Alumnus Focus: Jack Clark ’42 Makes Aviation Safety History

If you've ever boarded an airplane without setting foot on a blistering tarmac, enjoyed a safe take-off in a 200,000-pound jet during stormy weather, survived mid-flight turbulence at 30,000 feet with only a sloshed cocktail, or landed on a slippery runway in gusty crosswinds and lived to tell the tale–thank Jack Clark '42.

Clark's contributions to aviation have helped make air travel a modern marvel.

Clark said in an October interview he is especially pleased with the safety record that American commercial aviation is currently enjoying: nearly five years without a passenger fatality.

The dawn of the DC-3 age marked the beginning of Clark's long and storied career as a pilot for American Airlines.

In 1963, in the wake of a rapid succession of deadly jet disasters precipitated by inclement weather, Clark addressed the leaders of 11 major airlines with blunt talk about the physics of jet safety.

He detailed his theories about wind shear, wing sweep, aero-elasticity, negative g-forces, rudder flap screws, and the phenomenon of pilot overcontrol. The dire safety message wasn't popular, but ultimately the brass listened. Mechanical and procedural changes across the industry followed, resulting in a steep decline in the rate of crashes.

In 1964, Clark received a Distinguished Service Award from "Aviation Week & Space Technology" magazine and the Flight Safety Foundation.

"Later on, I had to ask myself, Jack, how in the hell did you know this stuff?" he said.

Davidson Days

John Blue Clark came to Davidson from his family's namesake town of Clarkton, N.C., Down East in Bladen County. Clarkton is the genealogical origin of many Davidson alumni before and since, including Clark's two sons and his nephew, the late Robert Clark Whitton '66, longtime visiting professor of mathematics.

"Davidson taught me to question and seek," he said, "all while I was trying to catch up to all those people smarter than I was!"

Already an experienced pilot by the time he graduated, Clark went to work as an Army Air Corps instructor in Bennettsville, S.C., where he trained some 50 pilots in two years. He recalled a day off from his duties, when he performed a slow roll over his family's Clarkton homestead-10 feet off the ground-while his mother watched.

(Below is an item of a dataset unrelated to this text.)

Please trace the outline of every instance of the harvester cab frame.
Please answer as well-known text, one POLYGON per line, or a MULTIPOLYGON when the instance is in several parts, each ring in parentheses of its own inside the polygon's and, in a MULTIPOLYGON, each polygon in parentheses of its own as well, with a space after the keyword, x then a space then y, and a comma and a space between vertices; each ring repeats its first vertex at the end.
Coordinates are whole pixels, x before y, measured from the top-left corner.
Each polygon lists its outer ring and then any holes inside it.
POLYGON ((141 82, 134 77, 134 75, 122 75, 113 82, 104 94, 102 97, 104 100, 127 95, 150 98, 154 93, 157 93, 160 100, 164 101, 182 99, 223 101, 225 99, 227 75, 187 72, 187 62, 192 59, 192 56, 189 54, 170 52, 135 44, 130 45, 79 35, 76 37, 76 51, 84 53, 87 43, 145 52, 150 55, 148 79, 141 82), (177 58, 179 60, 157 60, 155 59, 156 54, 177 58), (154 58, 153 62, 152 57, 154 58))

At Bennettsville, he would make his pilot trainees practice "outside rolls," an acrobatic form that induced negative g-forces and thus made for a do-or-die set of cockpit skills learned on the fly. Practice, practice, practice, he'd tell them of every sequence.

"I'd tell 'em to go up there for an hour and spin and recover, spin and recover, until they learned how to stay off that rudder," he said. "You get a great respect for your airplane that way."

Career Highs

After Bennettsville, Clark flew the North Atlantic route (New York, London, Paris, Casablanca) for the army's Air Transport Command. Passengers ranged from Bataan Death March survivors to Marlene Dietrich on a USO tour.

Home after the war, Clark's new job with up-and-coming American Airlines took him to hubs in El Paso, Memphis, Boston and New York. He and his young family were early residents of Levittown, N.J., often cited as the first American suburb. There, as "a handsome and cleancut specimen," according to "Greensboro (N.C.) Daily News" writer Dan Bishop in 1955, Clark found sideline success in insurance sales to support his growing family: his late wife Jacquelyn, sons John B. "Chip" '69 and William '73, and daughter Ann.

On his way to a career high of 27,000 logged hours (more than three solid years in the cockpit), Clark stayed abreast of and helped define industry standards.

A few career highlights: Clark chaired the eight-man committee that designed the first jet bridge for the Boeing 707 in 1957. He flirted with Esther Williams, back in the day when pilots were apt to amble about the aircraft when movie stars were aboard. He hit the campaign contrail with Richard Nixon and Henry Cabot Lodge Jr. in 1960, as well as flying press planes for Presidents Eisenhower and Kennedy. He set a commercial speed record from Detroit to New York in a little over 52 minutes in 1965. He served as an early tester of the Boeing 747 jumbo jet. He authored many papers and delivered countless talks on wind shear, turbulence and crosswind landings, saving many lives in the process.

Today, he still gives the occasional aviation talk in his retirement center in Raleigh when he's not meeting someone for lunch at the country club, or firing up his 20-year-old Camry wagon for a solo road trip to visit Davidson, which he did in October at age 92, safely.

But if any of this sounds like bragging, let Clark be frank: "I relate any of the success I've had to the opportunities I've had in my life. I grew with aviation knowledge."

And aviation knowledge grew with Jack Clark.

Through it all, he stayed grounded: "It made my life, it paid my bills, and I'm thankful."